Alors, on comprend aussi combien il est intéressant de connaître les idées morales de cet homme. Pouvait-il, sans être ému en quelque façon, étudier autour de lui la foule vivante du flot de laquelle il savait tirer ses types ? Pouvait-il se livrer à l’étude approfondie du cœur humain sans être guidé par des principes et sans tirer des conclusions ? Pouvait-il s’empêcher de juger et ceux qu’il copiait et l’idéale copie qu’il en produisait ? Pouvait-il cacher toujours son approbation ou son amertume sous un rire uniforme ? Enfin, son grand sens, sa délicate sensibilité, son observation pénétrante, toutes ses éminentes facultés pouvaient-elles s’appliquer à la peinture d’un caractère, à l’intrigue d’une passion, à la composition d’une scène de mœurs, sans y laisser jamais percer l’expression d’une opinion intime ou d’une émotion personnelle ?

Une telle comédie, faite par un tel homme, dépasse son but malgré elle.

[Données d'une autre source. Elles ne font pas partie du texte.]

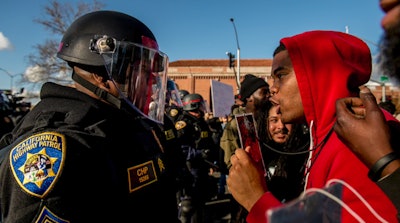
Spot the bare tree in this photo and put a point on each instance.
(56, 19)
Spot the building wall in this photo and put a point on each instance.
(195, 76)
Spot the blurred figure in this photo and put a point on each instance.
(201, 154)
(285, 152)
(304, 89)
(173, 102)
(368, 130)
(254, 93)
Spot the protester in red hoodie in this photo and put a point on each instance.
(311, 71)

Elle voudrait faire rire seulement, et elle fait penser. Elle voudrait se contenter de peindre, et elle juge. Elle voudrait n’offrir qu’un spectacle divertissant, et elle apporte un enseignement tacite qui s’insinue sans qu’on le sente, et s’établit silencieusement dans l’esprit par la force dominatrice du génie. Le théâtre de Molière est comme une tribune, du haut de laquelle les paroles ont un retentissement si grand qu’elles pénètrent partout, et une telle autorité qu’elles se fixent à l’état de maximes dans toutes les âmes. Malgré lui, cet homme, qui ne voudrait que divertir, moralise ou corrompt par son divertissement.

 

Recherchons donc quels principes moraux régnaient chez lui, quel enseignement ressort de son théâtre, quelle influence y subit la foule qui vient s’y divertir : en un mot, quelle est la morale de Molière.

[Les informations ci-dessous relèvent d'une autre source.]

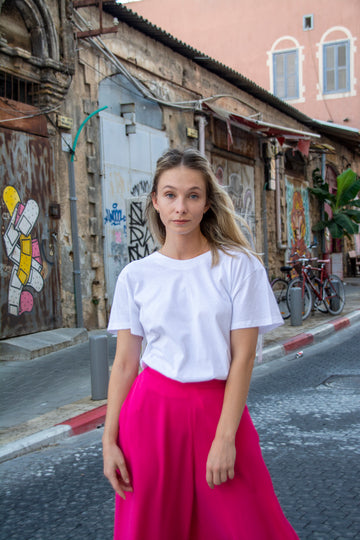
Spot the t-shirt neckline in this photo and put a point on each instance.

Cette recherche doit se borner à ses œuvres. S’il avait d’autres idées que celles qui y percent, c’est une question obscure d’abord, puisque pour l’éclairer on est réduit à des hypothèses, et ensuite peu intéressante, puisque ses idées cachées n’ont pu avoir l’influence de celles qu’il a exprimées. D’ailleurs, pour des hommes d’un tel génie, leurs œuvres, c’est eux-mêmes : ils ne sont point des déclamateurs ; c’est avec leur cœur qu’ils écrivent. Ceux qui ont voulu voir en Molière un mélancolique habillant sa tristesse sous une gaieté forcée, ou un voluptueux sans autre pensée que le plaisir, ont fait preuve, les premiers d’une clairvoyance voisine de l’imagination pure27, et les autres d’une ignorance réelle sur la philosophie de son maître Gassendi28.

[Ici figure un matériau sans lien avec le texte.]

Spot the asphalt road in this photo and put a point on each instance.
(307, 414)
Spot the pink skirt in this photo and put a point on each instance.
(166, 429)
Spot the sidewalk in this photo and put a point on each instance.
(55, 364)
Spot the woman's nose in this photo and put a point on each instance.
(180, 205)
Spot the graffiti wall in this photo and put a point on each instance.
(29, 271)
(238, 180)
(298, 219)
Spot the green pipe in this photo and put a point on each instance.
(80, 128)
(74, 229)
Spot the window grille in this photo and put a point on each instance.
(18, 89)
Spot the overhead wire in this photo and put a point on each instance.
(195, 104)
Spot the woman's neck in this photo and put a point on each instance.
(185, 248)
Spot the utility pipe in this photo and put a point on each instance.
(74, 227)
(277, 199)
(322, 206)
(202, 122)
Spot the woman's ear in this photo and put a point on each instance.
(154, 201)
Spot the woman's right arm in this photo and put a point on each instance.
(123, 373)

Il faut étudier Molière dans Molière, et se contenter d’y bien voir si l’on peut, sans prétendre aller plus loin, ni deviner en lui un autre lui-même. Cette étude n’est point facile ; car Molière était un habile homme. Sans doute, ce contemplateur 29 de l’humanité portait un jugement précis sur ce qu’il observait ; mais ce jugement, il ne le disait pas. Il semblait fuir autant que possible la responsabilité morale inséparable de son œuvre. Il se contentait de mettre les mœurs en tableaux, de dessiner nettement un caractère, de faire ressortir les travers d’un personnage par le contraste exagéré d’un autre, sans presque jamais dire ce qu’il pensait au fond, ni vouloir, comme le font souvent les modernes, proposer aux spectateurs, dans l’espèce de problème moral qu’il agitait devant eux, une solution si secondaire à ses yeux qu’elle manque absolument à quelques-uns de ses chefs-d’œuvre. Il voulait simplement plaire par son tableau de mœurs, et laisser ensuite chacun libre d’en tirer la conclusion qu’il pouvait.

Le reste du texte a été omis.